Considering the only other movie we wanted to see was A Quiet Place, we opted for Blockers, as we'd been to an all-you-can-eat restaurant, and would need precisely zero help in crapping ourselves.
The premise behind the Kay Cannon-directed comedy is remarkably simple; three high school friends, Julie, Kayla and Sam, make a sex-pact to lose their virginities on prom night. Upon discovering this pact, their parents set out to stop them by any means necessary.
The trio of parents who are on the cock-blocking mission is made up of John Cena, who plays muscle-bound softy Mitchell, Leslie Mann, who takes on the role of over-protective single mum Lisa, and Ike Barinholtz, as the party-loving outcast Hunter.

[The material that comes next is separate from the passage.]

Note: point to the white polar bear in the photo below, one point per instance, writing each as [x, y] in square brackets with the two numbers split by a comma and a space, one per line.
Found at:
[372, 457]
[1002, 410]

Each one has some great standout moments both for comedy and for character development.
The variety of humour on display is worthy of commendation, ranging from your standard one-liners and witty retorts to the more outlandish, increasingly ridiculous physical scenarios, most notably where Cena finds himself in a very different kind of "chugging" contest.

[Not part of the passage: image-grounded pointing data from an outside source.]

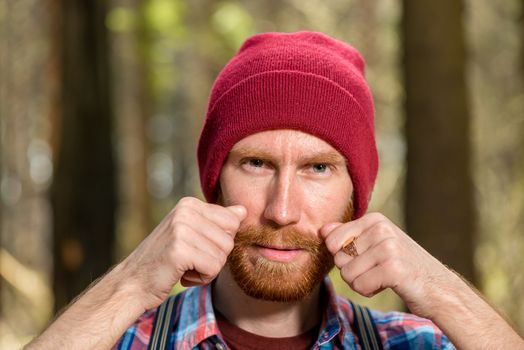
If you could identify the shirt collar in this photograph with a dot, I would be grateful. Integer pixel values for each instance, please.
(198, 321)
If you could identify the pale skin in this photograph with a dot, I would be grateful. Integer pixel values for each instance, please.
(279, 177)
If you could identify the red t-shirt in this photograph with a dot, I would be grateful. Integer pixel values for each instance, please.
(237, 338)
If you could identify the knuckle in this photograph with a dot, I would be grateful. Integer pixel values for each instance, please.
(376, 216)
(389, 247)
(383, 228)
(229, 244)
(394, 267)
(186, 202)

For as much as I liked the look of Blockers from its trailers, I feared that all the best moments had already been advertised, as is the norm for most film promotions these days. It came as a refreshing surprise that this wasn't the case this time around; there are plenty more laugh-out-loud scenes to be had that aren't advertised.
What was also great to see was that the film didn't shy away from developing the parents and the teens as their own person. Each one of them is given enough screen time to show you their reasoning behind their actions as well as an insight into them as individuals. It becomes less about the girls losing their virginities and more about them discovering themselves, both for their aspirations for the future and as young women, and the parents' struggling to understand and accept that, despite their hearts being in the right place.
While none of the humour felt particularly forced, there were a couple of more tender moments, especially when Hunter reveals why he cheated on Sam's mother, that felt a bit undermined as they were swiftly kicked to the side by a follow-up gag. It doesn't break the movie by any means, but it detracts somewhat from these characters feeling like real people.
Another great decision by director Kay Cannon was to use the scenario of teens trying to lose their virginities on prom night to challenge double standards in our culture, particularly surrounding the roles of women in society and the idea of them having sex takes away their innocence. It's a bold move, especially from a woman in her directorial debut in a male-dominated industry, but it's a good one that ultimately pays off. She and the characters in her movie are well aware of the society around them and use it to their advantage.
What makes Blockers truly great is the strength of the writing and the performance of all six of the main characters. They each play their characters convincingly and all get the payoff they deserve come the films' conclusion.
It ends up being perhaps better than it should be, but that's very much a good thing. If a film with the same premise was released even ten years ago, it wouldn't have been the smartly written, wickedly funny and surprisingly enlightening treat that we got in 2018. For me, Blockers is one of the most well-rounded and satisfying comedies I've seen for years.